Dioxins as a biomarker

Sample collection and storage


  • Adipose tissue but mainly blood and breast milk have frequently been used as matrices for dioxins
  • Expressed on a lipid basis, correlations between different tissues are generally good.


  • For the general population, more than 90% of the total daily intake is derived through food
  • For different European countries, total daily intake is around 0,8-2 pg TEQ/kg body weight/day.
  • Dioxins are generally very resistant to metabolization and excretion, with half-lives of several years.

Sampling conditions:

Standard sampling methods for blood, adipose tissue or breast milk should be followed.
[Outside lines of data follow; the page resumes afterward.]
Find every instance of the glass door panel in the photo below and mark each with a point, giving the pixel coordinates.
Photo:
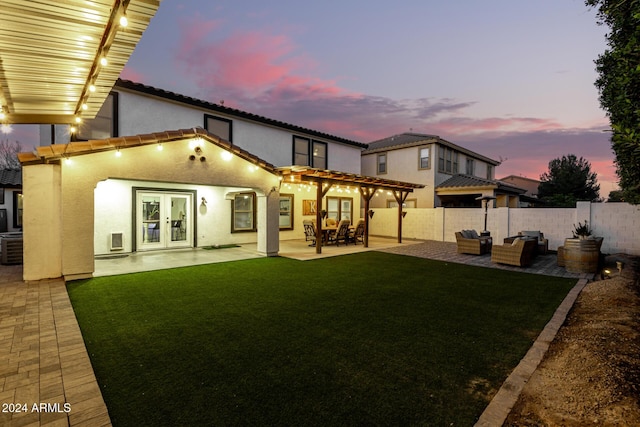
(151, 227)
(164, 220)
(179, 220)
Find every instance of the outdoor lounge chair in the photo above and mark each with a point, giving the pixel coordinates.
(469, 242)
(309, 232)
(358, 234)
(341, 234)
(519, 253)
Samples are stored at -20°C.

Sample measurement

Analytical aspects:

  • Mostly combinations of high resolution gas chromatography and mass spectroscopy (HRGC/HRMS).
  • Bio-analytical methods (in vitro and ligand binding assays) have been developed as a rapid, relatively cheap and sensitive alternatives, though they cannot replace chemical-analytical methods.
  • For milk and serum, levels of detection for individual congeners are around 0,05 pg/g lipid.

Performance characteristics:

  • For almost 20 years, WHO/EURO has been coordinating inter-laboratory quality assessment studies for dioxins in breast milk ald blood.
  • Generally good inter-laboratory comparability (relative standard deviations of 13%), though variability for individual congeners can be considerably higher.
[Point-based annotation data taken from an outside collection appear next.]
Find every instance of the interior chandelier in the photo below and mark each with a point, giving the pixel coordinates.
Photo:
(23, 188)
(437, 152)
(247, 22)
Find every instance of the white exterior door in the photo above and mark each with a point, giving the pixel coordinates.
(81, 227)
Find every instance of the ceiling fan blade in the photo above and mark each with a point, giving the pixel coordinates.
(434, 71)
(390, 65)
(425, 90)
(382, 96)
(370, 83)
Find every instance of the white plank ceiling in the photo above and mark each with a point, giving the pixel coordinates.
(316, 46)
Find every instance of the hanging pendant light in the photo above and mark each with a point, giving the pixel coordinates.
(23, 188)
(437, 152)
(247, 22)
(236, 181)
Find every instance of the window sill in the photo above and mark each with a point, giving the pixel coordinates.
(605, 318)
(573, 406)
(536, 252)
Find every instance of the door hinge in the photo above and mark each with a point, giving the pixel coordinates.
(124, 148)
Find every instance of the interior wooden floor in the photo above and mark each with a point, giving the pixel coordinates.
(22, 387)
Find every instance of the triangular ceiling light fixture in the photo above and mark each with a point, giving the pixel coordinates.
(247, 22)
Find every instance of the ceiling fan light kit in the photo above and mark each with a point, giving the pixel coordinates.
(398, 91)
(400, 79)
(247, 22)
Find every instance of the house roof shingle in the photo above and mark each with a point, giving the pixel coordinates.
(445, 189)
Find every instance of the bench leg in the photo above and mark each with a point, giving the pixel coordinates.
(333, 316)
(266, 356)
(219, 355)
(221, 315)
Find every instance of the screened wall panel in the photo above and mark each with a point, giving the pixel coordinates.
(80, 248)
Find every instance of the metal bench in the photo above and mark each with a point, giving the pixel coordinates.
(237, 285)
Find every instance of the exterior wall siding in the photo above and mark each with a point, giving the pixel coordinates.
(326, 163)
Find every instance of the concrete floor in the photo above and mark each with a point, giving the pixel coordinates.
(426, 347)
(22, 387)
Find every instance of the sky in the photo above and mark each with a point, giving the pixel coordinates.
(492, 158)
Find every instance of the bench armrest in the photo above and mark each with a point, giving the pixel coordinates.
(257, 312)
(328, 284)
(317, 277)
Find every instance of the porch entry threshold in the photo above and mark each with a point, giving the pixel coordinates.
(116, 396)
Analytical methods have been validated by several international agencies (e.g. USEPA, EC).

Confounding factors:

Age, food patterns, body mass index and gender can have profound effects on dioxin levels in human tissues.

Data interpretation

Concentrations reported in literature:

  • Median dioxin levels in breast milk ranged from 3,34–22,3 pg/g fat
  • Concentrations in blood are reported to be around 20-60 pg TEQ/g fat.
  • Daily intake concentrations are estimated to be around 0,8-2 pg TEQ/kg bw/day.
  • Critical total daily intake values are around 1-4 pg TEQ/kg bw/day

Dose-response/effect relationships:

  • Several dioxins are presumed to be human carcinogens, both for acute short term, and chronic long term exposure.
  • Dioxin TEQ exposures within roughly 3-fold of current background levels may be carcinogenic.
  • There are indications that in utero exposure to dioxins may result in (neuro)developmental delays, chloracne, alteration of thyroid hormone status and decreased long function.

Time trend, geographical variation, susceptibel groups:

  • Dioxin levels in breast milk are decreasing, in some countries up to 50%.
  • Global dioxin levels are highest in Western Europe highest.
  • Babies, small children, and humans exposed through diet, are the most susceptible groups.